CRISPR ne se limite pas à l'édition des embryons humains, il fonctionne aussi pour les plantes et les insectes : cinq lectures essentielles
Bijal Trivedi*
Si vous avez été stupéfait par tous les rapports alarmants sur les bébés modifiés par édition de gènes, vous pourriez avoir l’impression que le seul objectif de CRISPR, la technologie génétique permettant aux biologistes d’éditer de l’ADN, est de s’immiscer dans le génome humain. Vous serez peut-être soulagé d'apprendre, comme je l'ai été moi-même, que la modification des caractères humains n'est pas si simple. Cecile Janssens, de l'Université Emory, explique que les traits les plus souhaitables sont le produit de dizaines ou de centaines de gènes interagissant avec l'environnement. On ne peut pas créer de tels traits en manipulant un gène ou deux.
Au cours de la dernière année de couverture des applications CRISPR, j’ai fini par reconnaître qu’un meilleur reflet des promesses de la technologie d’édition des gènes était visible dans les laboratoires des scientifiques créant de nouvelles variétés de plantes.
Compte tenu de toute la controverse liée aux plantes génétiquement modifiées, vous vous demandez peut-être si CRISPR est différent. Selon le généticien des plantes Yi Li, de l’Université du Connecticut, la précision de CRISPR le différencie des OGM car aucun gène étranger d’une autre espèce n’est ajouté à la plante. Li a utilisé CRISPR pour créer des agrumes résistants à la maladie du verdissement Huanglongbing, qui a dévasté les cultures d’agrumes en Floride et dans le monde.
Rebecca Mackelprang, phytopathologiste de l'Université de Californie à Berkeley, suggère que certaines formes d'édition CRISPR imitent des mutations génétiques naturelles qui apparaissent spontanément dans la nature, ce qui signifie que cette biotechnologie peut réellement aider à atteindre les objectifs de l'agriculture biologique [ma note : à condition que les idéologues de l'agriculture biologique, ainsi que le législateur dans l'Union Européenne, veuillent accepter la science]. En outre, elle explique en quoi CRISPR est un moyen pour les chercheurs universitaires d'entrer dans le monde dominé par Big Ag.
CRISPR peut également être un outil essentiel car le changement climatique rend difficile la culture. Nathan Reem et Esperanza Shenstone, de l'Université Cornell, expliquent comment il est possible de domestiquer rapidement des plantes sauvages présentant un potentiel de culture grâce à l'édition de gènes. Ils ont travaillé sur la cerise de terre et ont montré comment la plante pouvait croître avec un port plus compact et produire des fruits plus gros. Des modifications similaires pourraient aider les cultures en difficulté à s'adapter à des conditions plus chaudes. Faire la même chose en utilisant des techniques traditionnelles de sélection végétale, par comparaison, pourrait prendre des centaines d'années.

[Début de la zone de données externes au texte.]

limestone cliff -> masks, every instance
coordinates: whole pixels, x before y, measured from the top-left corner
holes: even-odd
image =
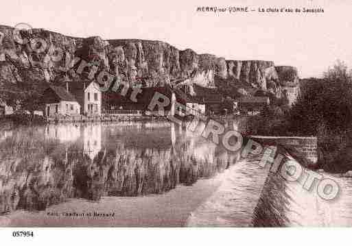
[[[239,90],[255,88],[281,97],[281,86],[294,85],[298,79],[295,68],[274,66],[271,61],[226,60],[211,54],[198,54],[189,49],[180,51],[161,41],[73,38],[43,29],[16,34],[13,27],[0,26],[0,84],[23,79],[19,71],[22,73],[34,71],[40,75],[39,78],[26,80],[50,82],[67,74],[73,79],[86,78],[89,69],[78,73],[78,66],[73,68],[74,58],[83,59],[91,67],[112,73],[131,86],[162,86],[186,81],[221,87],[222,82],[216,81],[220,78]],[[294,75],[290,72],[292,71],[296,73]]]

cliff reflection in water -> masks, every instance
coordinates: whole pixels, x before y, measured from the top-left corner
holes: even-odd
[[[44,210],[67,198],[159,194],[234,163],[169,122],[49,125],[0,140],[0,212]]]

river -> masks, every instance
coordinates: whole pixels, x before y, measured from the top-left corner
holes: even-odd
[[[20,127],[0,147],[1,226],[352,224],[349,178],[327,202],[170,122]]]

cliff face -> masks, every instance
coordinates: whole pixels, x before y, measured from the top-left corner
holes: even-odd
[[[44,45],[36,44],[38,38],[45,40]],[[25,43],[26,38],[31,42]],[[298,78],[287,75],[290,71],[296,71],[296,75],[295,68],[274,66],[273,62],[226,60],[211,54],[197,54],[189,49],[180,51],[161,41],[73,38],[43,29],[14,35],[14,29],[7,26],[0,26],[0,78],[14,82],[21,77],[17,76],[19,70],[35,71],[47,82],[60,79],[66,73],[73,79],[86,78],[89,69],[80,74],[72,69],[75,57],[131,86],[175,85],[189,78],[191,84],[215,87],[221,86],[215,81],[220,77],[239,88],[254,87],[280,97],[281,86],[294,84]]]

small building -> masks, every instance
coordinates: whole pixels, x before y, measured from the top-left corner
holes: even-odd
[[[102,94],[97,83],[93,81],[71,81],[67,83],[68,91],[75,96],[81,106],[81,114],[102,114]]]
[[[217,88],[202,87],[197,84],[193,85],[196,99],[199,104],[204,105],[207,114],[222,114],[224,108],[225,98]]]
[[[237,101],[238,108],[244,113],[260,112],[269,103],[268,97],[244,97]]]
[[[187,114],[205,114],[205,103],[199,97],[192,97],[179,89],[174,89],[176,101],[186,106]]]
[[[11,106],[9,106],[5,103],[0,103],[0,115],[12,114],[14,110]]]
[[[45,116],[76,115],[80,112],[80,105],[75,96],[63,87],[50,86],[44,91],[43,102],[45,104]]]

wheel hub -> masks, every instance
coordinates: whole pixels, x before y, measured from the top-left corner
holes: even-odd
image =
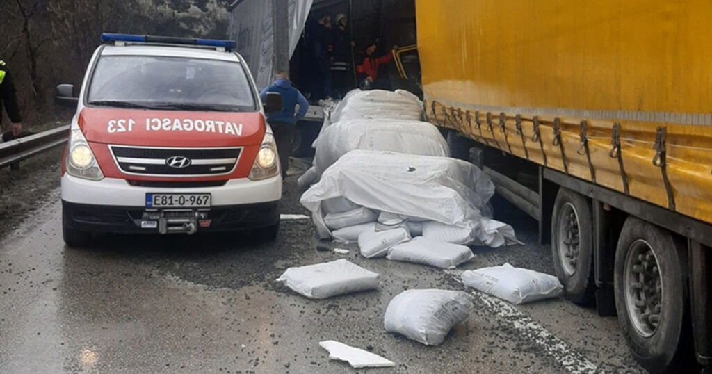
[[[578,214],[571,203],[562,207],[557,227],[559,260],[564,272],[570,276],[576,272],[580,244]]]
[[[662,310],[662,277],[657,258],[643,240],[633,243],[625,268],[626,304],[633,326],[644,337],[655,333]]]

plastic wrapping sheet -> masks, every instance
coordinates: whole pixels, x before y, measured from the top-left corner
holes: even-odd
[[[314,156],[317,175],[354,150],[387,150],[448,157],[447,142],[426,122],[403,120],[347,120],[329,126],[320,135]]]
[[[320,237],[331,237],[322,202],[343,197],[367,208],[436,221],[468,230],[466,242],[499,246],[515,242],[508,225],[491,219],[489,177],[473,165],[449,157],[353,150],[327,169],[300,202],[312,212]],[[495,230],[488,228],[496,227]]]
[[[355,89],[349,91],[328,112],[319,136],[312,145],[315,148],[322,134],[332,124],[357,119],[421,120],[423,119],[423,103],[417,96],[404,90],[362,91]]]

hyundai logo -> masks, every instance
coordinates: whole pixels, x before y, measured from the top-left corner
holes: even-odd
[[[182,169],[190,166],[190,159],[183,156],[173,156],[166,159],[166,165],[176,169]]]

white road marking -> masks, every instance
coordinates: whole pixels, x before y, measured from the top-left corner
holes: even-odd
[[[301,221],[304,219],[311,219],[309,216],[304,214],[280,214],[280,221]]]
[[[460,278],[461,270],[446,270],[445,273],[459,283],[462,283]],[[522,337],[546,352],[566,371],[574,374],[599,371],[593,363],[574,350],[571,346],[555,336],[512,304],[471,289],[468,289],[467,291],[499,319],[511,324]]]

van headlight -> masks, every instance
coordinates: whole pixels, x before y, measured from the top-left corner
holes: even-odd
[[[252,180],[261,180],[274,177],[279,174],[279,162],[278,160],[277,146],[274,142],[274,135],[271,133],[265,133],[257,152],[255,162],[252,165],[249,178]]]
[[[66,166],[67,174],[72,177],[90,180],[104,179],[94,154],[79,129],[70,133]]]

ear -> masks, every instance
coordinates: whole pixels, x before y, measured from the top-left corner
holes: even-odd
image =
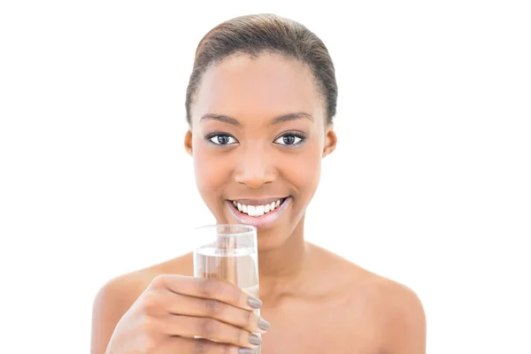
[[[327,131],[325,135],[325,147],[323,149],[323,158],[328,156],[335,150],[335,146],[337,146],[337,135],[334,131],[334,127],[330,124],[327,127]]]
[[[189,129],[184,135],[184,150],[189,156],[194,156],[192,146],[192,131]]]

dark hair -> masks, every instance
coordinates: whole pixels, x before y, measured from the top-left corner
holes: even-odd
[[[225,21],[207,33],[197,45],[194,68],[186,92],[186,118],[201,78],[212,65],[234,54],[258,57],[274,52],[300,60],[309,66],[326,103],[327,121],[332,122],[337,103],[334,63],[323,42],[304,26],[274,14],[241,16]]]

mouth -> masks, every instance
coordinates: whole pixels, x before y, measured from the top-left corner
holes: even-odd
[[[263,200],[227,200],[232,215],[238,222],[266,228],[272,226],[291,201],[290,196]]]
[[[247,214],[252,217],[260,217],[273,212],[276,208],[280,207],[287,198],[280,198],[276,200],[269,201],[235,201],[231,200],[235,208],[242,214]],[[245,202],[245,203],[244,203]]]

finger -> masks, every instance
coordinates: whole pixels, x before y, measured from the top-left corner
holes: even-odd
[[[262,342],[258,335],[205,317],[168,314],[164,319],[160,319],[159,331],[168,335],[194,339],[199,336],[243,348],[256,348]]]
[[[211,298],[248,310],[259,309],[262,302],[228,281],[187,277],[176,274],[159,275],[153,281],[156,287],[166,288],[176,294]]]
[[[186,337],[168,337],[161,345],[159,354],[251,354],[249,348],[239,348],[235,345],[219,343],[206,339]]]
[[[269,329],[269,323],[250,310],[241,309],[219,300],[175,294],[170,290],[161,292],[159,296],[159,304],[164,304],[170,314],[209,317],[250,332],[266,333]]]

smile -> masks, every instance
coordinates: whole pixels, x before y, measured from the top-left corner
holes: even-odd
[[[255,227],[273,227],[291,204],[291,197],[263,200],[228,200],[227,204],[238,223]]]
[[[254,216],[254,217],[258,217],[258,216],[262,216],[265,215],[268,212],[271,212],[273,211],[274,211],[276,208],[278,208],[282,203],[284,203],[284,200],[286,200],[286,198],[281,198],[281,199],[277,199],[276,201],[271,202],[271,203],[266,203],[263,204],[245,204],[242,203],[239,203],[236,202],[235,200],[233,200],[233,205],[238,209],[238,212],[243,213],[243,214],[247,214],[249,216]]]

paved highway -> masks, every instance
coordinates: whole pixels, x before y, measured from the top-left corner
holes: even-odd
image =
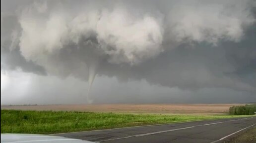
[[[256,126],[256,117],[54,134],[98,143],[223,143]]]

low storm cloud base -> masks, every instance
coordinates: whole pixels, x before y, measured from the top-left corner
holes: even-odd
[[[255,0],[1,4],[1,104],[256,101]]]

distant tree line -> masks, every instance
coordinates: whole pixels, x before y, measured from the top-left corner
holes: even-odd
[[[233,106],[229,108],[231,115],[253,115],[256,111],[256,104]]]

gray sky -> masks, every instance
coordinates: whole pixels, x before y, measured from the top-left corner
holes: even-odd
[[[1,0],[1,104],[255,102],[256,27],[255,0]]]

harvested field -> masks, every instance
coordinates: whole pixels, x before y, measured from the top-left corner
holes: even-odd
[[[1,106],[1,109],[113,112],[154,114],[226,114],[230,107],[245,104],[101,104]]]

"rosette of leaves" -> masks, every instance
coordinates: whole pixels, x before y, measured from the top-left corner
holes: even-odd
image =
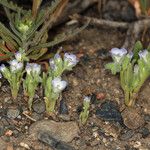
[[[60,17],[68,0],[54,0],[40,7],[42,0],[33,0],[32,10],[25,10],[11,1],[0,0],[9,19],[9,29],[0,23],[0,60],[11,58],[19,48],[29,59],[41,59],[52,47],[67,40],[86,26],[62,33],[48,42],[48,31]]]

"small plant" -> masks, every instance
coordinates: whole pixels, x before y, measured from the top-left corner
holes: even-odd
[[[91,100],[91,97],[88,97],[88,96],[84,97],[83,110],[80,113],[80,122],[83,125],[86,123],[88,116],[89,116],[90,100]]]
[[[0,71],[10,84],[12,97],[16,99],[23,76],[23,63],[14,59],[9,62],[9,65],[9,67],[6,67],[2,64]]]
[[[41,3],[42,0],[33,0],[32,10],[26,10],[13,2],[0,0],[10,25],[7,28],[0,23],[0,60],[12,58],[19,48],[29,60],[41,60],[48,47],[67,40],[87,26],[86,24],[80,29],[59,34],[48,42],[48,32],[61,15],[68,0],[54,0],[51,5],[48,3],[43,8],[40,7]],[[49,58],[51,55],[45,57]]]
[[[149,48],[143,50],[141,42],[134,46],[133,53],[127,53],[124,48],[111,49],[113,63],[106,64],[112,74],[120,73],[120,84],[125,94],[125,104],[133,106],[137,94],[150,76],[150,52]]]
[[[43,74],[46,111],[48,113],[54,112],[56,101],[67,86],[67,82],[61,80],[62,73],[65,70],[72,70],[77,62],[77,57],[69,53],[65,53],[64,59],[58,53],[55,54],[54,59],[50,59],[48,74]]]
[[[25,70],[27,74],[23,81],[23,87],[25,95],[29,97],[28,106],[31,110],[35,90],[41,82],[41,66],[36,63],[27,63]]]

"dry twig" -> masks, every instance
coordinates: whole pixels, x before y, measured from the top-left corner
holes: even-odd
[[[129,23],[126,23],[126,22],[116,22],[116,21],[97,19],[97,18],[92,18],[92,17],[85,17],[85,16],[81,16],[78,14],[71,16],[71,18],[76,19],[81,23],[90,21],[89,23],[90,25],[94,25],[98,27],[106,26],[106,27],[111,27],[111,28],[127,29],[129,26]]]

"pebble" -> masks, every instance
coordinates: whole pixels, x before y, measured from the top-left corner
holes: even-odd
[[[96,116],[105,121],[114,121],[122,124],[122,116],[113,101],[106,101],[96,110]]]
[[[47,132],[39,132],[38,139],[56,150],[74,150],[72,146],[65,142],[55,139],[50,135],[50,133]]]
[[[65,102],[64,99],[62,99],[60,101],[59,114],[62,114],[62,115],[69,114],[69,112],[68,112],[68,106],[67,106],[67,104],[66,104],[66,102]]]
[[[7,117],[10,119],[15,119],[20,115],[20,110],[16,107],[8,108],[7,110]]]
[[[79,127],[76,122],[55,122],[52,120],[40,120],[29,127],[29,134],[37,139],[39,131],[48,132],[50,135],[63,142],[71,142],[78,137]]]
[[[45,112],[46,109],[44,101],[38,101],[36,103],[33,103],[32,108],[37,114],[42,114],[43,112]]]
[[[139,110],[135,108],[126,108],[122,112],[123,122],[129,129],[137,129],[144,124],[143,117],[139,114]]]
[[[143,128],[141,128],[141,129],[139,130],[139,133],[142,134],[142,137],[143,137],[143,138],[146,138],[146,137],[150,134],[150,131],[149,131],[148,128],[143,127]]]
[[[38,113],[36,113],[36,112],[33,112],[33,113],[31,114],[31,117],[32,117],[33,119],[35,119],[35,120],[41,120],[41,119],[43,119],[43,115],[42,115],[42,114],[38,114]]]
[[[125,131],[125,133],[120,135],[119,139],[123,140],[123,141],[129,140],[130,138],[132,138],[134,133],[135,132],[133,130],[127,130],[127,131]]]

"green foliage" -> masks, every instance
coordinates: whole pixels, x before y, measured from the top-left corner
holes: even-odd
[[[143,45],[140,41],[137,41],[134,45],[134,48],[133,48],[133,59],[135,59],[136,61],[138,60],[139,58],[139,55],[138,53],[143,50]]]
[[[47,47],[55,46],[83,30],[76,28],[73,31],[62,33],[48,42],[48,31],[53,27],[68,0],[54,0],[51,5],[40,8],[41,1],[33,1],[32,10],[25,10],[7,0],[0,0],[9,19],[10,30],[0,23],[0,59],[13,56],[19,48],[29,59],[41,59],[47,53]],[[7,45],[7,46],[6,46]],[[9,49],[7,49],[9,47]],[[3,58],[4,57],[4,58]]]
[[[139,0],[140,6],[142,9],[143,14],[147,15],[148,9],[150,8],[150,1],[149,0]]]

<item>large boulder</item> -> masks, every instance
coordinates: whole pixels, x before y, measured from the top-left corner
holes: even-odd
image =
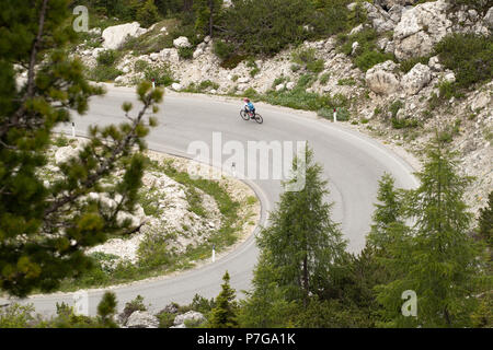
[[[450,4],[445,0],[425,2],[404,11],[393,31],[395,57],[400,60],[432,52],[433,46],[449,33]]]
[[[58,165],[61,163],[66,163],[70,159],[77,158],[79,155],[80,151],[81,151],[81,149],[79,149],[79,148],[74,149],[71,145],[60,147],[55,152],[55,163]]]
[[[147,33],[147,30],[141,28],[138,22],[108,26],[102,34],[104,39],[103,47],[115,50],[122,46],[128,37],[138,37],[145,33]]]
[[[180,55],[175,48],[164,48],[159,55],[163,61],[170,63],[177,63],[180,61]]]
[[[192,46],[190,44],[188,38],[186,36],[180,36],[179,38],[175,38],[173,40],[173,45],[176,48],[191,47]]]
[[[376,0],[375,3],[379,4],[380,7],[382,7],[386,10],[390,10],[392,7],[394,5],[401,5],[401,7],[405,7],[405,5],[411,5],[411,4],[415,4],[417,2],[417,0]]]
[[[417,63],[404,77],[401,86],[411,96],[419,93],[432,80],[432,70],[428,66]]]
[[[185,328],[186,326],[182,327],[182,325],[185,325],[185,322],[193,322],[196,324],[202,324],[202,323],[206,322],[206,318],[204,317],[203,314],[200,314],[196,311],[190,311],[183,315],[177,315],[174,318],[173,324],[174,324],[175,328]]]
[[[152,316],[145,311],[136,311],[126,323],[127,328],[158,328],[159,320],[156,316]]]
[[[366,72],[366,83],[368,88],[377,94],[393,94],[399,90],[400,85],[395,71],[397,65],[391,60],[379,63]]]
[[[352,4],[348,5],[349,9],[351,5]],[[380,5],[371,4],[366,1],[364,1],[362,5],[366,10],[368,22],[371,23],[375,31],[378,33],[393,31],[397,22],[392,21],[390,14],[387,13],[387,11],[385,11]]]

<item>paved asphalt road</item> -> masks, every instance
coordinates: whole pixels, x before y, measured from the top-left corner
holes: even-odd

En matière de santé publique, il existe de nombreuses applications utiles qui n'ont rien à voir avec l'édition de l'ADN d'embryons humains. L'équipe de Jay Shendure à l'Université de Washington a utilisé CRISPR comme un outil pour déterminer quelles mutations dans les gènes de cancer du sein 1 et 2 – BRCA 1 et BRCA 2 – étaient inoffensives et lesquelles étaient susceptibles d'augmenter considérablement le risque de cancer du sein ou de l'ovaire.
Une application plus controversée de CRISPR est la mise au point d’un forçage de gène – un mécanisme génétique qui aide un trait à se propager dans une population plus rapidement qu’il ne le ferait naturellement. Andrea Crisanti et Kyros Kyrou expliquent comment un forçage de gène peut détruire une population de moustiques dans leur laboratoire. L'application envisagée : éliminer les moustiques qui propagent le paludisme. C’est une approche radicale et irréversible – c’est pourquoi il reste encore des années avant de l’utiliser sur le terrain. Mais elle offre un aperçu des approches génétiques permettant de contrôler cette maladie et d’autres maladies transmises par les moustiques.
____________
* Cet article a paru à l'origine dans The Conversation.